A/B experiments

This page describes how you can use A/B experiments to understand how Recommendations AI is impacting your business.

Overview

An A/B experiment is a randomized experiment with two groups: an experimental group and a control group. The experimental group receives some different treatment (in this case, predictions from Recommendations AI); the control group does not.

When you run an A/B experiment with Recommendations AI, you include the information about which group a user was in when you record user events. Recommendations AI uses that information to refine the model and provide metrics.

Both versions of your application must be the same, except that users in the experimental group see recommendations generated by Recommendations AI and the control group does not. You log user events for both groups.

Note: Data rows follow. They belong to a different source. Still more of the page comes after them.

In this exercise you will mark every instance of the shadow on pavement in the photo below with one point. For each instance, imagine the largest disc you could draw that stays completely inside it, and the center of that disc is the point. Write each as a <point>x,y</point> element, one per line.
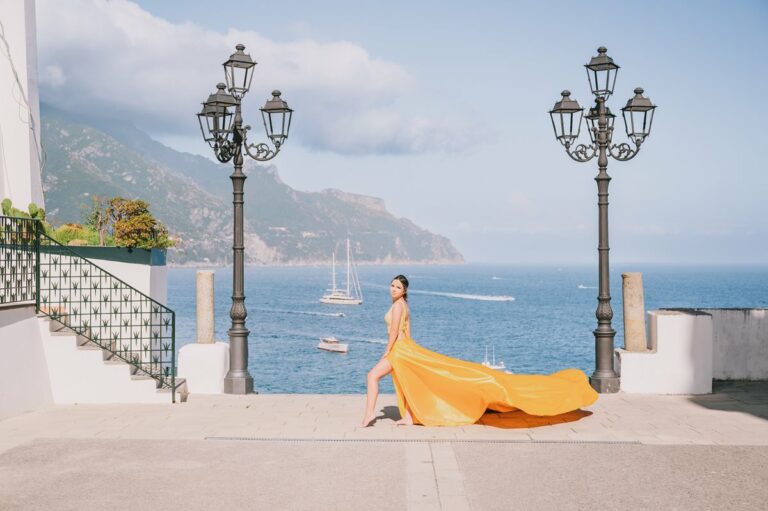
<point>736,396</point>
<point>519,419</point>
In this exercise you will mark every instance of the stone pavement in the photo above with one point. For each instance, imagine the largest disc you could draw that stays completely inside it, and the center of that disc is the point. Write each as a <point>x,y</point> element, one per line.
<point>308,452</point>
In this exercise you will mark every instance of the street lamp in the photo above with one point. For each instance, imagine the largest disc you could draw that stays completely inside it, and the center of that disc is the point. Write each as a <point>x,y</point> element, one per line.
<point>566,118</point>
<point>221,124</point>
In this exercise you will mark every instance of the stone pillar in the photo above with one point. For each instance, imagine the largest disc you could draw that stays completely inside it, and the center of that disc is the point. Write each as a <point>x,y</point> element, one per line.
<point>205,363</point>
<point>205,307</point>
<point>634,312</point>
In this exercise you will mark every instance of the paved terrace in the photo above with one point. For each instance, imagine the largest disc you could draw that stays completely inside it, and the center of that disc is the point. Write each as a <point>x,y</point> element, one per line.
<point>308,452</point>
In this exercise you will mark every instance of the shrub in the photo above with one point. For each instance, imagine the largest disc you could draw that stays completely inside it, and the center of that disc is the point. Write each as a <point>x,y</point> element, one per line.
<point>134,226</point>
<point>70,232</point>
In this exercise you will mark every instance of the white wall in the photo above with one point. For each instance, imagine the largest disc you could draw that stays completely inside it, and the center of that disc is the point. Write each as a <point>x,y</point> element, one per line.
<point>24,382</point>
<point>20,150</point>
<point>740,343</point>
<point>679,360</point>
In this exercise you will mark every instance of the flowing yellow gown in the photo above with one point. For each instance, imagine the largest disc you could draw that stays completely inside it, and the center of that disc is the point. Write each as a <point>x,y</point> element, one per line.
<point>445,391</point>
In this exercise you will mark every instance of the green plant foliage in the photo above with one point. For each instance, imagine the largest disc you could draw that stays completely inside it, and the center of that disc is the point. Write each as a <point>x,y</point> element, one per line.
<point>68,233</point>
<point>134,226</point>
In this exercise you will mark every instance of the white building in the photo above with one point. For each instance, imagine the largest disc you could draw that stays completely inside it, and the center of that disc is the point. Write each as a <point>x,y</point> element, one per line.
<point>21,154</point>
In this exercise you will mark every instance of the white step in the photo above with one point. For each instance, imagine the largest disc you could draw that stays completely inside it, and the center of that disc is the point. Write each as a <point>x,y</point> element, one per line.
<point>82,372</point>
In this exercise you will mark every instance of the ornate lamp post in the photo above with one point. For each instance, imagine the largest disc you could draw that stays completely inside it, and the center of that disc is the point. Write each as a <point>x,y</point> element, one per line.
<point>221,123</point>
<point>566,120</point>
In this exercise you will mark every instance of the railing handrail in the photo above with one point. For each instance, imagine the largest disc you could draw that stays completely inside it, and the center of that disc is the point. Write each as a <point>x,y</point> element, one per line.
<point>66,251</point>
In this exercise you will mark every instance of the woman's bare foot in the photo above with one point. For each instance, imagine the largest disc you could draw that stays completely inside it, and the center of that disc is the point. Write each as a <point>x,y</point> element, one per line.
<point>405,421</point>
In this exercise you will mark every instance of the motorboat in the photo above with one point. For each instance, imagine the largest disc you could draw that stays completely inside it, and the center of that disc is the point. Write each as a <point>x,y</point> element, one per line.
<point>332,344</point>
<point>492,364</point>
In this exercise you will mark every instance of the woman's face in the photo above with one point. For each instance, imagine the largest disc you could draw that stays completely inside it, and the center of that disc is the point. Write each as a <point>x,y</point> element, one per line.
<point>396,290</point>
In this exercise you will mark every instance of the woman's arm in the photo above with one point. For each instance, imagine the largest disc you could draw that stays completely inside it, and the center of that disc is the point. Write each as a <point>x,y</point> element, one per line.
<point>394,327</point>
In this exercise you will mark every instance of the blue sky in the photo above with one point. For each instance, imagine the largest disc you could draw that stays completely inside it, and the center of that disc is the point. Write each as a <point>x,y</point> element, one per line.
<point>440,108</point>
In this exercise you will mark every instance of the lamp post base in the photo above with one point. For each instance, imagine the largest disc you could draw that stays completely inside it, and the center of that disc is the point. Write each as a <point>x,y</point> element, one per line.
<point>238,385</point>
<point>605,384</point>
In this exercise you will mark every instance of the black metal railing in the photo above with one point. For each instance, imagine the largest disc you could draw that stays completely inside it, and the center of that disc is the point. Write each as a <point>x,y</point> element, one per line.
<point>88,300</point>
<point>18,260</point>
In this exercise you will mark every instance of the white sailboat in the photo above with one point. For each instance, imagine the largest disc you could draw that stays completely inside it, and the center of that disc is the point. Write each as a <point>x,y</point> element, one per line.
<point>353,294</point>
<point>492,363</point>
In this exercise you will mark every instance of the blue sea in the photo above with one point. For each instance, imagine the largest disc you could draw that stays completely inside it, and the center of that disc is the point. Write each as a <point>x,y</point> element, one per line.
<point>537,319</point>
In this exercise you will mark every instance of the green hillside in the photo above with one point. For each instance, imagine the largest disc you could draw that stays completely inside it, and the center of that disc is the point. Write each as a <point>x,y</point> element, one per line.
<point>192,196</point>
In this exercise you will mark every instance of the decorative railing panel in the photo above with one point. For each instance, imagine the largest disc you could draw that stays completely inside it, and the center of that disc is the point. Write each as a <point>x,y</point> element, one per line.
<point>18,249</point>
<point>87,299</point>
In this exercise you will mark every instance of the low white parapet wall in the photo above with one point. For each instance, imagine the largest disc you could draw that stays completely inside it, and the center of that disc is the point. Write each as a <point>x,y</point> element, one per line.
<point>740,338</point>
<point>678,359</point>
<point>24,382</point>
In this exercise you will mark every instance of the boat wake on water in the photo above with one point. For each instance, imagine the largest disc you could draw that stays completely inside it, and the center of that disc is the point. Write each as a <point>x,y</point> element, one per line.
<point>362,339</point>
<point>304,313</point>
<point>461,296</point>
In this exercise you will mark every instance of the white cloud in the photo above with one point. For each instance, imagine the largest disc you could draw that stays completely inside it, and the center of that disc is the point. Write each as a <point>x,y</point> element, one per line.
<point>115,58</point>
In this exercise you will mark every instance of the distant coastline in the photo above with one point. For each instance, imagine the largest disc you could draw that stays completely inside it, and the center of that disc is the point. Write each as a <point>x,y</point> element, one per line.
<point>322,263</point>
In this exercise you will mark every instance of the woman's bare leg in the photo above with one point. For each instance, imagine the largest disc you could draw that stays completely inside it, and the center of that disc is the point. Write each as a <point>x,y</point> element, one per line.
<point>408,419</point>
<point>381,369</point>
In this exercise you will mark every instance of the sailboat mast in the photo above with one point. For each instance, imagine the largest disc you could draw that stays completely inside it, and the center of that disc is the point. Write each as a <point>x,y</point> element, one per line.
<point>348,272</point>
<point>333,261</point>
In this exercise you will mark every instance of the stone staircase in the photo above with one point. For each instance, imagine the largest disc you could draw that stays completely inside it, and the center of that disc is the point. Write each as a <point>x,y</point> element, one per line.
<point>81,371</point>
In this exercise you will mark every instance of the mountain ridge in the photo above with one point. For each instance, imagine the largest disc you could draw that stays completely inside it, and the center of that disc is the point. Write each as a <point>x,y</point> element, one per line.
<point>192,196</point>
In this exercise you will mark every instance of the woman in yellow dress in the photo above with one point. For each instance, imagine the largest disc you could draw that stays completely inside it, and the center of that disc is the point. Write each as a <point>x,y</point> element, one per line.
<point>436,390</point>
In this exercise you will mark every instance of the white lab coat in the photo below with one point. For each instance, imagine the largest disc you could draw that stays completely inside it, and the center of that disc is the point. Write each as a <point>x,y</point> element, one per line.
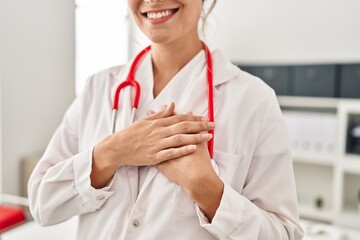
<point>251,150</point>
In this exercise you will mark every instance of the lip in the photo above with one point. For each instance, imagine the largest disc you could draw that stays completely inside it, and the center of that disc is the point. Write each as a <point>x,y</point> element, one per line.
<point>160,20</point>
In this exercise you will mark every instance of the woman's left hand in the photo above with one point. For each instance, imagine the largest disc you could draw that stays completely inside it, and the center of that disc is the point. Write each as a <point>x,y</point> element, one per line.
<point>195,174</point>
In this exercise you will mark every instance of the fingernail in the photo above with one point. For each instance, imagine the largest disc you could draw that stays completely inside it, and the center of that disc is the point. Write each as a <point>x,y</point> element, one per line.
<point>206,135</point>
<point>191,147</point>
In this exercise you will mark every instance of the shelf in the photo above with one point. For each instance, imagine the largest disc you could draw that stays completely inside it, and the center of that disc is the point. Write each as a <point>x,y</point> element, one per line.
<point>351,164</point>
<point>308,102</point>
<point>310,212</point>
<point>309,158</point>
<point>349,219</point>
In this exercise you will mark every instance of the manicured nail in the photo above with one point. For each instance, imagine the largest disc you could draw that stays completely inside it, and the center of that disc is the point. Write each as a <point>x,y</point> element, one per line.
<point>191,147</point>
<point>150,113</point>
<point>206,135</point>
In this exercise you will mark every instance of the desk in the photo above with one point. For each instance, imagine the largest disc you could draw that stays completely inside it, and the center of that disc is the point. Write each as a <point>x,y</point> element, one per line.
<point>319,231</point>
<point>30,230</point>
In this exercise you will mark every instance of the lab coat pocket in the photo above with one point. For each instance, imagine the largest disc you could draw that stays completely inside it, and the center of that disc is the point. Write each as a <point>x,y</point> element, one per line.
<point>229,165</point>
<point>183,205</point>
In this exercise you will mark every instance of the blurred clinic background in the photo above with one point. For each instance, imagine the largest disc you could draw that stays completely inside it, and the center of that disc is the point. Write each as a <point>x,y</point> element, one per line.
<point>307,50</point>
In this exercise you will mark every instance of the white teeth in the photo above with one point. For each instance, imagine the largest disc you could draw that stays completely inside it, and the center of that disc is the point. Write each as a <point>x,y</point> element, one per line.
<point>159,14</point>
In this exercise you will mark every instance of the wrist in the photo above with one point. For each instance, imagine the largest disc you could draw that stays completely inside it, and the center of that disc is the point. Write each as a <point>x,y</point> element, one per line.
<point>207,192</point>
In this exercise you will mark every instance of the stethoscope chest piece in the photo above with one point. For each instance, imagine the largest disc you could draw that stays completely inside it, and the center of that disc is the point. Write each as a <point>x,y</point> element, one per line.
<point>215,166</point>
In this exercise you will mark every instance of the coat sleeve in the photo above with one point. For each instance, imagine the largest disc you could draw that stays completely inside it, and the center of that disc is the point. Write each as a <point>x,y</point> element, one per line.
<point>59,187</point>
<point>267,206</point>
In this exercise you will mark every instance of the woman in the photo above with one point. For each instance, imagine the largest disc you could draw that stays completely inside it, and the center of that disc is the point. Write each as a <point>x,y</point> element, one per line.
<point>154,179</point>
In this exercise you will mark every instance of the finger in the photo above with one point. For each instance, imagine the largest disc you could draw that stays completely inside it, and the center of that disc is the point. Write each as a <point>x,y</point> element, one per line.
<point>150,112</point>
<point>167,110</point>
<point>170,110</point>
<point>184,140</point>
<point>187,127</point>
<point>181,118</point>
<point>171,153</point>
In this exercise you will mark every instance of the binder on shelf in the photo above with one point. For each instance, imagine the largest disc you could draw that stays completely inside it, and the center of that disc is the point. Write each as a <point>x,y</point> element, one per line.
<point>10,217</point>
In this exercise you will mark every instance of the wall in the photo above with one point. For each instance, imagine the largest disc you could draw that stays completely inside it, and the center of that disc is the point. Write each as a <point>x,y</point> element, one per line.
<point>37,59</point>
<point>287,31</point>
<point>281,31</point>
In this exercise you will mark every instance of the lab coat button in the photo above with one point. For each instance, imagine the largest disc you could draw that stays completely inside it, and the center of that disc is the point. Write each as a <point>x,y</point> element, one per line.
<point>100,197</point>
<point>136,224</point>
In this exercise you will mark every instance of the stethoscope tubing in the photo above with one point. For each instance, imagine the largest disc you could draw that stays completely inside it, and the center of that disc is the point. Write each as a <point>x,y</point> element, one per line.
<point>130,81</point>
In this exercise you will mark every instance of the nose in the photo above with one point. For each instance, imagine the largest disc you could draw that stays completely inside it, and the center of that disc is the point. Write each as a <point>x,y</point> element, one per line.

For more on traffic splitting, see Splitting Traffic in the App Engine documentation.

Experiment platforms

You set up the experiment using a third-party experiment platform such as Google Optimize or Optimizely. The control and experimental groups each get a unique experiment ID from the platform. When you record a user event, you specify which group the user is in by including the experiment ID in the experimentIds field of the eventDetail section. Providing the experiment ID enables Recommendations AI to compare the metrics for the versions of your application seen by the control and experimental groups.

Best practices for A/B experiments

The goal of an A/B experiment is to accurately determine the impact of updating your site (in this case, employing Recommendations AI. To get an accurate measure of the impact, you must design and implement the experiment correctly, so that other differences do not creep in and impact the experiment results.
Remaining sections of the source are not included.